Acts 17:24-25                                               God Is Self-Sufficient

“The God who made this world and everything in it is the Lord of heaven and earth and does not live in temples built by human hands.  And he is not served by human hands, as if he needed anything.  Rather, he himself gives everyone life and breath and everything else” (NIV).

 

Paul spoke these words in Athens as he was addressing a gathering of Athenian philosophers.  They had many gods, and Paul observed statures and monuments to the many gods throughout the city.  He even saw an inscription “TO AN UNKNOWN GOD.”  He then went on to introduce them to this “unknown god” of theirs, the known God, the God of Jesus Christ.  As can be seen from the Scripture above, God made it all, and He needs nothing.  Paul’s all-encompassing words were, “Rather, he himself gives everyone life and breath and everything else.”

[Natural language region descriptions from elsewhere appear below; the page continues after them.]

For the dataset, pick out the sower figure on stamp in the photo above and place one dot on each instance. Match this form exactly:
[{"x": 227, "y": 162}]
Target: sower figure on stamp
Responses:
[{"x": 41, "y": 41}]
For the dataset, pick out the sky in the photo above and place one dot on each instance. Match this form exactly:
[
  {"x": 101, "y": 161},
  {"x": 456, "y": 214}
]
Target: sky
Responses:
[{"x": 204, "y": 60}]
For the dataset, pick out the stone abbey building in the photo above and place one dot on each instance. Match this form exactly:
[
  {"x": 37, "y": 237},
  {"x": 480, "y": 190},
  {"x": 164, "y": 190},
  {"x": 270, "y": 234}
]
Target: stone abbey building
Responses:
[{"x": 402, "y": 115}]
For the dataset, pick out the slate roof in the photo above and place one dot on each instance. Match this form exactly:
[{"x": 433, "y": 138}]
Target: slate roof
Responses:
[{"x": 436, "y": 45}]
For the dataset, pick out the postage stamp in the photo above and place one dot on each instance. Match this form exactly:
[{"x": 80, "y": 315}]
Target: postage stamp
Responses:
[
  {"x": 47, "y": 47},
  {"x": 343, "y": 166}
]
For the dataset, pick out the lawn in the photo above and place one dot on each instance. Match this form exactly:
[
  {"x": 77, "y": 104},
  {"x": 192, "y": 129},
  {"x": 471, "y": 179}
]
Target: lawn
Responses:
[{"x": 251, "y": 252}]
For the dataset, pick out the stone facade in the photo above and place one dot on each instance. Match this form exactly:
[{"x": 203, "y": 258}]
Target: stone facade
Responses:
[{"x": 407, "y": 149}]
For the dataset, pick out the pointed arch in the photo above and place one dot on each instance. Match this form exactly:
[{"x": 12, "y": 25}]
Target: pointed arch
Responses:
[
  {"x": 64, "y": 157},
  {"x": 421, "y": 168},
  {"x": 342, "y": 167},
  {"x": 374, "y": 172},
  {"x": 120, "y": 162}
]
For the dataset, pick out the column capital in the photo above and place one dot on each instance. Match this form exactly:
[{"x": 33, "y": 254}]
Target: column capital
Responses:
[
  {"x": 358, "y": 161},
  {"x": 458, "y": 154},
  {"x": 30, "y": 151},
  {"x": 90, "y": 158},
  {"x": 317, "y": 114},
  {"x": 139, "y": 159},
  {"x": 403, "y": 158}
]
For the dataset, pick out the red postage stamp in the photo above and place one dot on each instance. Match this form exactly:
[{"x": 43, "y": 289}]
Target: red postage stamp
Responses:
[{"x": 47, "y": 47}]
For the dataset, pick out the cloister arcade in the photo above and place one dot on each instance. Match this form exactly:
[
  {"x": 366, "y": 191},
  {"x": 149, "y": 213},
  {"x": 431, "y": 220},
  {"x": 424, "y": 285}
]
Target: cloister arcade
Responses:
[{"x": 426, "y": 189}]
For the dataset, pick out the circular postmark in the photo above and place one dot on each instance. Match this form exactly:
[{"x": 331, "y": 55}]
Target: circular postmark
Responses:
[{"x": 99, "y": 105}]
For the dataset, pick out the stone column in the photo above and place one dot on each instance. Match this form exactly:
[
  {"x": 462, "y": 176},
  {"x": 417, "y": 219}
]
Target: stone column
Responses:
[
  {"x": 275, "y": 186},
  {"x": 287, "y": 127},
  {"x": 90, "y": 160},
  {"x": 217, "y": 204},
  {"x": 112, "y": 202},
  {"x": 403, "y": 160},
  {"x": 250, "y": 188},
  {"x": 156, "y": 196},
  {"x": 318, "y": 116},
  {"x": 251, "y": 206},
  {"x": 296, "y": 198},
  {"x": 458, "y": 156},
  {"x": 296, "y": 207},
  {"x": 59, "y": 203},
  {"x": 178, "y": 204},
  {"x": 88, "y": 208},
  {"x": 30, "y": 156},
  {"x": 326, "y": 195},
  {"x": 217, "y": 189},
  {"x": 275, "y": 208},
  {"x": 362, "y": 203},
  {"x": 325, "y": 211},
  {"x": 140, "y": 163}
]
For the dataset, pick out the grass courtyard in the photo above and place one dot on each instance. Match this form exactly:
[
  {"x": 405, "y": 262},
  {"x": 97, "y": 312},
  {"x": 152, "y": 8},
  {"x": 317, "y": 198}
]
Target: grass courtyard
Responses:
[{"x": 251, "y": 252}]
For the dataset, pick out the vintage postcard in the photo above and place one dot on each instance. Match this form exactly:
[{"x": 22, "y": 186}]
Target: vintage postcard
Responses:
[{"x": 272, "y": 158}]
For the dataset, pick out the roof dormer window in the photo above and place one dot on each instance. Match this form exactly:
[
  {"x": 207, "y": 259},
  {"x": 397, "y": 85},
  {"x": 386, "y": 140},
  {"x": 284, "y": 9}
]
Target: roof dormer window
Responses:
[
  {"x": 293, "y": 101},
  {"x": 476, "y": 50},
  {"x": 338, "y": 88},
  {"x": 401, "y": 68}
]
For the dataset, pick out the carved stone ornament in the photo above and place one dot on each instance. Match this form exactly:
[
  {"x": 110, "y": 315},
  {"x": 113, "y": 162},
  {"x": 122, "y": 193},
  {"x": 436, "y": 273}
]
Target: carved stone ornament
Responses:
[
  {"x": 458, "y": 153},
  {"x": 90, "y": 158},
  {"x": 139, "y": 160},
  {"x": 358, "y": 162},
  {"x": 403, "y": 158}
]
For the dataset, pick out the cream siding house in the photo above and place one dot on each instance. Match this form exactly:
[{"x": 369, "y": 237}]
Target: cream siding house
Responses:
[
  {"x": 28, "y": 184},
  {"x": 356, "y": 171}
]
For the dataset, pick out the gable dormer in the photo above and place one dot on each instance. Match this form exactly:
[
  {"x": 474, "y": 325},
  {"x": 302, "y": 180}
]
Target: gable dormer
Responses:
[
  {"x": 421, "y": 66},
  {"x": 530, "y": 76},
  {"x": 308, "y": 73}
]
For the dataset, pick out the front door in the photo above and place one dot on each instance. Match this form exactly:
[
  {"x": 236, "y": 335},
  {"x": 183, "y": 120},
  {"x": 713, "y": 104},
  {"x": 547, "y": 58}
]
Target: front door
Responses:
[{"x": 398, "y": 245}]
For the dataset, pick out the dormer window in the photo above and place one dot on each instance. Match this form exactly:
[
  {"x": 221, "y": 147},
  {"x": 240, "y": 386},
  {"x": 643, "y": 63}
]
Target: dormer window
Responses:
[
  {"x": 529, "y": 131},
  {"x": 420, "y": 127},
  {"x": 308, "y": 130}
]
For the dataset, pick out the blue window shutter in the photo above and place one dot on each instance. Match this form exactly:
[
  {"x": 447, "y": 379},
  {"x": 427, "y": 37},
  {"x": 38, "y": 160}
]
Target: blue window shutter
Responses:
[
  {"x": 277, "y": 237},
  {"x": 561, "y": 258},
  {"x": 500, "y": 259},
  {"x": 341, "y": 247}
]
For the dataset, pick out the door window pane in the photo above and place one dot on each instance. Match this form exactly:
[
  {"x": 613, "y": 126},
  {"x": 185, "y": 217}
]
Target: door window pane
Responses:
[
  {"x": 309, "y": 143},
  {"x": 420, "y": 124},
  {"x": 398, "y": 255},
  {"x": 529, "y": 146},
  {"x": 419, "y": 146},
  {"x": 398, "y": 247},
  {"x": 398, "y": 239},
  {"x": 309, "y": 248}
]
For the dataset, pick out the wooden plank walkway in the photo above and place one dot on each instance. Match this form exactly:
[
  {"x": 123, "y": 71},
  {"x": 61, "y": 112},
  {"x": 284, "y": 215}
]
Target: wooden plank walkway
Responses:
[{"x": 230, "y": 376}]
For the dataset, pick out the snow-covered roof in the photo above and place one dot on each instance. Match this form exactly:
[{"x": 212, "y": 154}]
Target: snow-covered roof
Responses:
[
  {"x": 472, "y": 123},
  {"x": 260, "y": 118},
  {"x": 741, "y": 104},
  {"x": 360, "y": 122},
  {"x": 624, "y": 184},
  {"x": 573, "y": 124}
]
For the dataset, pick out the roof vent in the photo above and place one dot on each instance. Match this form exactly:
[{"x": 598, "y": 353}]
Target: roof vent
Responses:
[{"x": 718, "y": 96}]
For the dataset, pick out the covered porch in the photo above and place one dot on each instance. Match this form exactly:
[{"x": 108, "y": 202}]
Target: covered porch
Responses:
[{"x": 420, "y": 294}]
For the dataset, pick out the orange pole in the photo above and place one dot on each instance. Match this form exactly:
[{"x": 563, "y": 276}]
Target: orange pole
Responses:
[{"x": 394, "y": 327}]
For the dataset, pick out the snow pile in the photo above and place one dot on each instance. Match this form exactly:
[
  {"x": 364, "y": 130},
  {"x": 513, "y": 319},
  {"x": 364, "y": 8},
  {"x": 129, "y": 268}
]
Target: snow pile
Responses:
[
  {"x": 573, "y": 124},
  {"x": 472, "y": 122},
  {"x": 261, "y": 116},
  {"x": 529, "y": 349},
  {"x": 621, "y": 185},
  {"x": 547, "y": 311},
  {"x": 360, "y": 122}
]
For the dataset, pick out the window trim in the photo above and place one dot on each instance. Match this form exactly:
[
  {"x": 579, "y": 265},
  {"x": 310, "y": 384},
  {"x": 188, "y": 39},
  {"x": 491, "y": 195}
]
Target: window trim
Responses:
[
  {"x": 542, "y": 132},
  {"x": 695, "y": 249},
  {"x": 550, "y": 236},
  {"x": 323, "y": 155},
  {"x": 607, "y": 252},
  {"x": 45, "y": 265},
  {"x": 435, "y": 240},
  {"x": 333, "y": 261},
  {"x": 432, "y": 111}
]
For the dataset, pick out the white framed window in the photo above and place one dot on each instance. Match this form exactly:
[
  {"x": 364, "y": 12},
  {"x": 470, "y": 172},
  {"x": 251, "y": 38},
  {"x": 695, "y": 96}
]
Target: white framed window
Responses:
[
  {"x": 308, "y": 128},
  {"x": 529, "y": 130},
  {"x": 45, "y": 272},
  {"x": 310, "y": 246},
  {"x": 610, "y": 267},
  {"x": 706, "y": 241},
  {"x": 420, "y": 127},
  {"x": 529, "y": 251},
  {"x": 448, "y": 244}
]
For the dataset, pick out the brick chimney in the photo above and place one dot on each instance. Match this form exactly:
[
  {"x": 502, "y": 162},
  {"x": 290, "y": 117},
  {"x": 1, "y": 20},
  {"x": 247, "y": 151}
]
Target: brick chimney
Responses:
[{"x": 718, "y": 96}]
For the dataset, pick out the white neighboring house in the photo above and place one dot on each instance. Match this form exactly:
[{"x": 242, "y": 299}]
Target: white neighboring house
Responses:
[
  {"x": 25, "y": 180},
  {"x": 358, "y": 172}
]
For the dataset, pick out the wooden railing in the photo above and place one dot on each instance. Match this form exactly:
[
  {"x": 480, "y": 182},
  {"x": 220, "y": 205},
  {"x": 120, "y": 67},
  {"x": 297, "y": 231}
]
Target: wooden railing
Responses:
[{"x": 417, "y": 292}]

Before I began to write this message, I asked God for His help.  He led me to read a daily devotional from a book of devotionals, Drawing Near by Pasquale Mingarelli, a writer I admire. We agree that God uses His creation to draw us to Him.  Mingarelli says that since God created everything, He is not part of creation, but independent of creation.  He goes on to say, “God does not need the help of creation to exist.  Everything in creation needs the help of creation and the help of God to exist.  God alone is self-existent.”  All life on earth is dependent upon something else in order to exist.  God created it that way.  Mingarelli says that trees need sun and soil, animals need food, fish need water, and mammals need air.  Ultimately, He created everything in such a way that we and every part of creation depend upon Him.  Colossians 1:17 tells us:  “He was before all else began and it is his power that holds everything together” (TLB).

God was and is self-sufficient.  He didn’t need us, and He doesn’t need us, but He desired us.  He wanted to be able to fellowship, so He created all of this, every single bit of creation so that we would be able to live and enjoy a beautiful world that invites us to study it and come to appreciate God, the creator.  Since we didn’t obey His one basic rule, “Don’t eat of the tree of the knowledge of good and evil,” we couldn’t fellowship with Him.  So He provided a way for us to still be with Him.  He sent His Son, Jesus, so we could obtain forgiveness for not just that one sin, but also for every sin committed since then.  Once we accept that sacrifice of Jesus, we have eternal fellowship with God.  So, God is self-sufficient, but He desired us, and that is our great blessing.